Was eigentlich nicht für möglich gehalten wurde, ist dennoch eingetreten. Unser Chor hatte sich gegenüber seinem Konzert zwei Wochen zuvor in Oberthal noch einmal deutlich gesteigert.
Acht Besucher waren eigens zu diesem Konzert vom elsässischen Mutzig 200 Kilometer nach Freisen gereist. Ihr Fazit nach dem Konzert: „Der Gesang des Kinder- und Jugendchores Freisen trifft direkt ins Herz. Im Dezember kommen wir wieder zum Adventskonzert.“ Überhaupt hatten viele Besucher weite Anfahrtswege auf sich genommen: Besucher aus dem südlichen Saarland bis hinauf an die Mosel sind mittlerweile echte Fans des Chores und kommen immer wieder zu seinen Konzerten.
Einen fulminanten Start gab es zunächst einmal mit dem Vorchor unter der neuen Leitung von Sabine Ditzler.

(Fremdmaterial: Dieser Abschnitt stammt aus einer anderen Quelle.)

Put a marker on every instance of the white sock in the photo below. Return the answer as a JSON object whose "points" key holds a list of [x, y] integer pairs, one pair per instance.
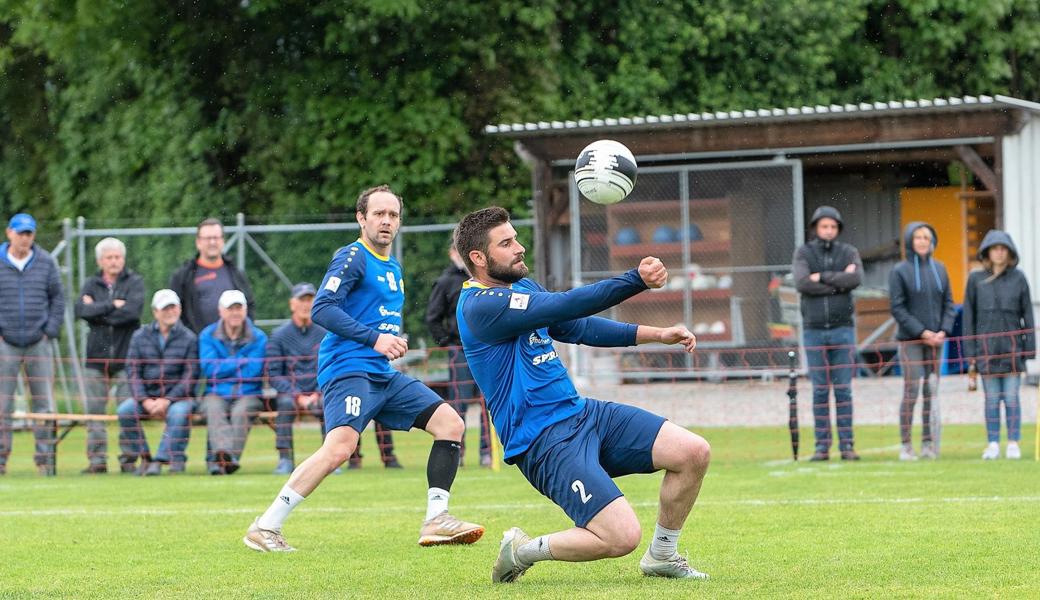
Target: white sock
{"points": [[665, 542], [537, 549], [280, 509], [437, 501]]}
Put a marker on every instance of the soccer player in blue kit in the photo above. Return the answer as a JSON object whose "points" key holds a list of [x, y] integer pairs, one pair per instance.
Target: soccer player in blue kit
{"points": [[569, 447], [360, 303]]}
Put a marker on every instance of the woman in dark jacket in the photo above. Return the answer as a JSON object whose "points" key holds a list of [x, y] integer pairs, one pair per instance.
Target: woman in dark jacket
{"points": [[923, 305], [999, 336]]}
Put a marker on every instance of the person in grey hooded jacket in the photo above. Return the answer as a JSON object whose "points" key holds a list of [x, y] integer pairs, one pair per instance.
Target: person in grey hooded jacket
{"points": [[998, 336], [923, 306]]}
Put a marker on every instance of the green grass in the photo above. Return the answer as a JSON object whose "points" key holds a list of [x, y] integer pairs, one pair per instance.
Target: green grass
{"points": [[764, 527]]}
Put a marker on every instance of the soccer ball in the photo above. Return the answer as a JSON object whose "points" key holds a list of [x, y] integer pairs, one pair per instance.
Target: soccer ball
{"points": [[605, 172]]}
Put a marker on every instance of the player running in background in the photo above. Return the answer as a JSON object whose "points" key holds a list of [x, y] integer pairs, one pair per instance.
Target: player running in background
{"points": [[569, 447], [359, 304]]}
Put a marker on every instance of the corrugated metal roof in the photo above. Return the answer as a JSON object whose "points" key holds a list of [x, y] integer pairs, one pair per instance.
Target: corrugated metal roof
{"points": [[768, 114]]}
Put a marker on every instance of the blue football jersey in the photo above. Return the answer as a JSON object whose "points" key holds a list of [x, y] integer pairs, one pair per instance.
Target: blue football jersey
{"points": [[508, 335], [361, 296]]}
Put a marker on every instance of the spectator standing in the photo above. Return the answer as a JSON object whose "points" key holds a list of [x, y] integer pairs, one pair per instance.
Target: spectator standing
{"points": [[161, 364], [444, 329], [923, 306], [826, 270], [31, 313], [199, 282], [998, 336], [110, 303], [231, 357]]}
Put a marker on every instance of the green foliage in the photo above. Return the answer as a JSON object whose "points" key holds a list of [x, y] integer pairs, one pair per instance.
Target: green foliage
{"points": [[158, 113]]}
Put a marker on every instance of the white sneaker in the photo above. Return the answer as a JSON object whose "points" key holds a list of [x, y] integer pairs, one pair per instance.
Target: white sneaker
{"points": [[265, 540], [508, 567], [676, 567]]}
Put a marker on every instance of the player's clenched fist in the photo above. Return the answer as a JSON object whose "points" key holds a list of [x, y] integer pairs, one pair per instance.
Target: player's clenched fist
{"points": [[653, 272], [391, 346], [679, 335]]}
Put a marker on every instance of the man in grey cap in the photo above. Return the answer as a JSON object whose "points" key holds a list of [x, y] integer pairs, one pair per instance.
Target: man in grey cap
{"points": [[161, 364], [31, 313], [292, 367], [826, 271]]}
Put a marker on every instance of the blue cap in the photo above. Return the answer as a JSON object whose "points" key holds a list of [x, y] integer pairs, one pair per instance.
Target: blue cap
{"points": [[22, 223], [302, 289]]}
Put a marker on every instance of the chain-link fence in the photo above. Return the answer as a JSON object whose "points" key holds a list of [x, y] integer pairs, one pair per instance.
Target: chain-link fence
{"points": [[727, 233]]}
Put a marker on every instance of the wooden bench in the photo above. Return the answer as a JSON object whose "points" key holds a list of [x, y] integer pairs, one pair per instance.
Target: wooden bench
{"points": [[76, 418]]}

Schon mit dem ersten Lied hatten sechs Mädchen und ein Junge das Publikum auf ihrer Seite. „Kann mich irgendjemand hör’n?“ aus dem Kinoerfolg „Die Schule der magischen Tiere 2“ begeisterte das Publikum. Nach vier Titeln durfte der Vorchor noch nicht von der Bühne. Die Konzertbesucher forderten lautstark eine Zugabe, die mit dem Körperteile-Blues gewährt wurde. Natürlich machte das Publikum dabei die Bewegungen der Kinder ordentlich mit und entließ die Kleinen im Alter von fünf bis zehn Jahren mit frenetischem Beifall.
Foto: Martina Jost
Als dann unsere 32 Sängerinnen und Sänger auf die Bühne kamen, gab es beim Publikum kein Halten mehr. Der Applaus wollte nicht enden und gab schon Vorschusslorbeeren für das anstehende Konzert. Chorleiter Rolf Mohr begrüßte enthusiastisch das Publikum und war erfreut über die vielen Besucher, die trotz vieler Angebote in der Umgebung zu genau unserem Konzert gekommen waren.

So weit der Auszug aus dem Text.